Le retour des “trade wife” sur les réseaux : quand la nostalgie devient un business
Elles apparaissent dans nos fils comme sorties d’un vieux magazine des années 50. Robe à pois, brushing parfait, gâteau qui sort du four et bébé dans les bras. Leur maison brille, leurs vitres aussi, et elles sourient à la caméra en vantant les joies simples du foyer. Bienvenue dans l’univers très léché des trade wives, ces femmes qui revendiquent le retour du modèle traditionnel : l’épouse au foyer, entièrement dévouée à son mari et à son intérieur.

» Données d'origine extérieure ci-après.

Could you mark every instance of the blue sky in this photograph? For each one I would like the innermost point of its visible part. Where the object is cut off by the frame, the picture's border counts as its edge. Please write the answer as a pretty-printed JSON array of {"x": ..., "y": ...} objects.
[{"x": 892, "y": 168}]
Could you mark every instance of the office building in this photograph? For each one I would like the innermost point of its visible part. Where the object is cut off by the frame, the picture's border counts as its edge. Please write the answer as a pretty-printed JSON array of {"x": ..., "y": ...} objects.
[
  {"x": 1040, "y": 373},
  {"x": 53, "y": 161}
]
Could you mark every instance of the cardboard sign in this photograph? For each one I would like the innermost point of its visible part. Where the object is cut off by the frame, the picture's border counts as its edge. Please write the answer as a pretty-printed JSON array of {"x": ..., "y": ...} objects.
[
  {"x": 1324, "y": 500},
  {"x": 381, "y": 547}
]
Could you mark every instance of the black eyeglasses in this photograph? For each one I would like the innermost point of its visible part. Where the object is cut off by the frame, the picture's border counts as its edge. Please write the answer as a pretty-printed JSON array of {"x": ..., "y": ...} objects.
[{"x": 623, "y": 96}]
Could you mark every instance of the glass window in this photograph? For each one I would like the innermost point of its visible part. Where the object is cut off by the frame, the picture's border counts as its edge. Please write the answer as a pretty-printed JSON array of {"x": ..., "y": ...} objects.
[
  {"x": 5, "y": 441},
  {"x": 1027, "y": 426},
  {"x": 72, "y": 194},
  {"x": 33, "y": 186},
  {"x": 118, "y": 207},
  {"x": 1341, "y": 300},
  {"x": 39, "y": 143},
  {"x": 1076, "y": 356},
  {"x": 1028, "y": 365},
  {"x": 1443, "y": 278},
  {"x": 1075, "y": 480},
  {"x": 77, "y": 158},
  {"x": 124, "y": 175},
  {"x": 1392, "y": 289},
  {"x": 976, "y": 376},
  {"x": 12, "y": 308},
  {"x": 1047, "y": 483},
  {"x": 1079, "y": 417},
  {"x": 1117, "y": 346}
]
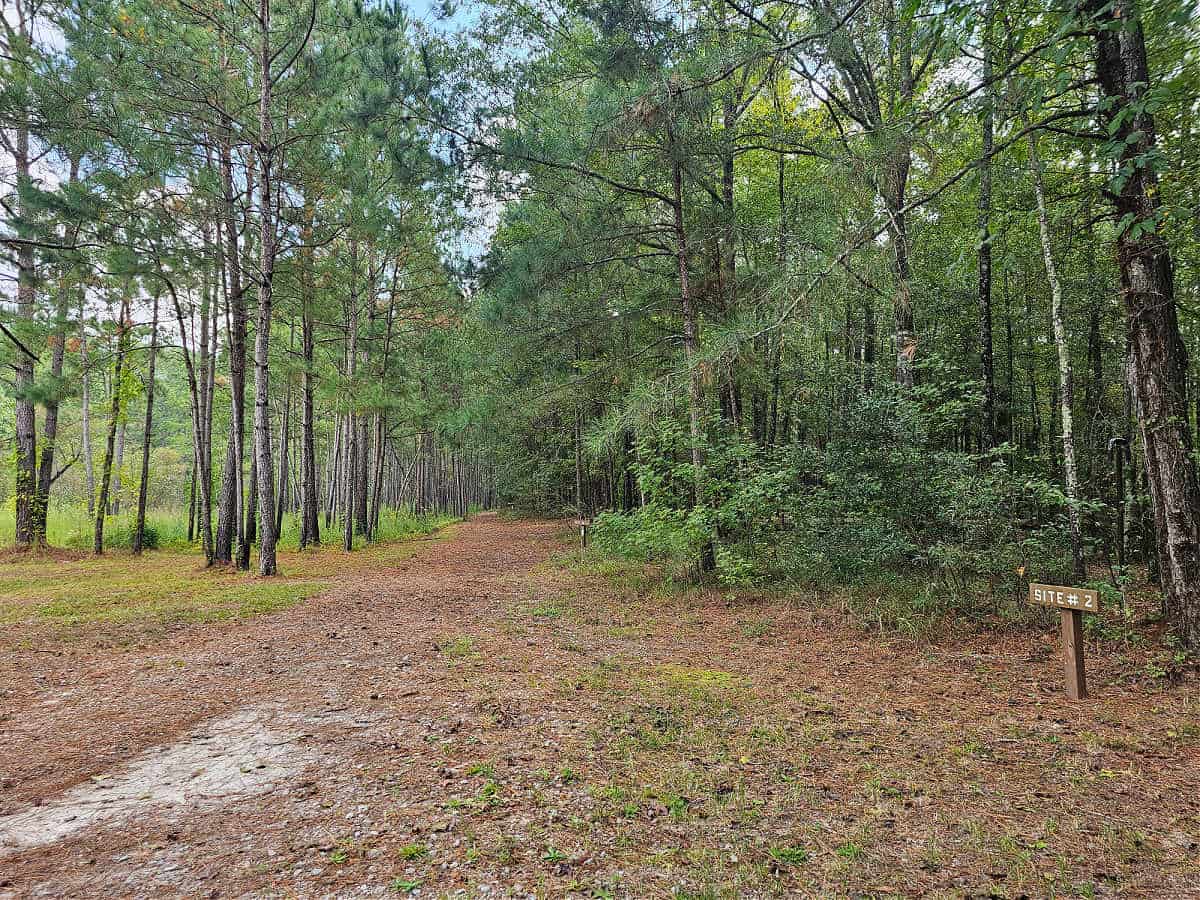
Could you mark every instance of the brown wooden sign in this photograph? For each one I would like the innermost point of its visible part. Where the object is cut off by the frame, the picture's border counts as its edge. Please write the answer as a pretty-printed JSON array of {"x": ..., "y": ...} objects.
[
  {"x": 1072, "y": 604},
  {"x": 1065, "y": 598}
]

Dans une chronique diffusée sur La Première (RTBF), Lauren Bastide, journaliste et essayiste féministe, dénonçait avec justesse la dérive idéologique qui se cache derrière ces images “parfaites”. Sous ses airs de douceur et de domesticité assumée, le mouvement trade wife véhicule bien souvent une vision profondément réactionnaire du rôle des femmes. Aux États-Unis, il s’est même rapproché de certains discours issus de l’extrême droite, glorifiant un ordre “naturel” entre les sexes et prônant le retour d’un monde où la femme reste à la maison, dépendante et docile.
Mais le paradoxe saute aux yeux. Ces femmes, qui répètent “ne travaillez pas”, “ne parlez pas sans l’accord de votre mari”, vivent précisément de leur exposition publique. Elles publient, collaborent, signent des partenariats avec des marques. Bref, elles font tout ce qu’elles prétendent condamner — mais avec un filtre rétro et un storytelling bien rôdé. Derrière la nappe en dentelle, il y a un business plan.
Ce double discours, Lauren Bastide le qualifie de dangereux. Parce qu’il banalise la régression tout en la rendant séduisante. Il transforme la soumission en décor Pinterest, la dépendance en lifestyle “féminin et apaisé”. Et le succès de ces comptes n’a rien d’anodin : il survient dans un moment où, des deux côtés de l’Atlantique, les droits des femmes sont à nouveau fragilisés.
Aux États-Unis, la remise en cause du droit à l’avortement sous l’ère Trump a ouvert la voie à ce revival d’une féminité silencieuse et docile. Et comme souvent, ce qui prospère là-bas finit par influencer ici. Voir cette idéologie se glisser sur nos réseaux, portée par des visuels pastel et des sourires bien cadrés, me glace. Parce qu’elle piétine le combat de toutes celles qui, depuis des générations, se battent pour que nous puissions, justement, choisir.
Et c’est bien là que tout se joue : le choix. Être mère au foyer n’a rien de honteux — quand c’est un vrai choix, et non une injonction déguisée en esthétique vintage. Ce qui inquiète, c’est cette glorification d’un modèle unique, imposé comme l’image du bonheur féminin.
En regardant ma fille, je me dis qu’elle devra peut-être, elle aussi, défendre des libertés qu’on pensait acquises. Et ça, c’est insupportable.
Sur Be by Maman, j’ai voulu créer un autre modèle : celui de la maman hybride. Une femme qui assume ses contradictions, son envie de réussir, d’aimer, de respirer, de transmettre. Une femme libre, multiple, moderne — pas un cliché figé dans une cuisine pastel.
La trade wife vend de la nostalgie.
La maman hybride, elle, construit l’avenir.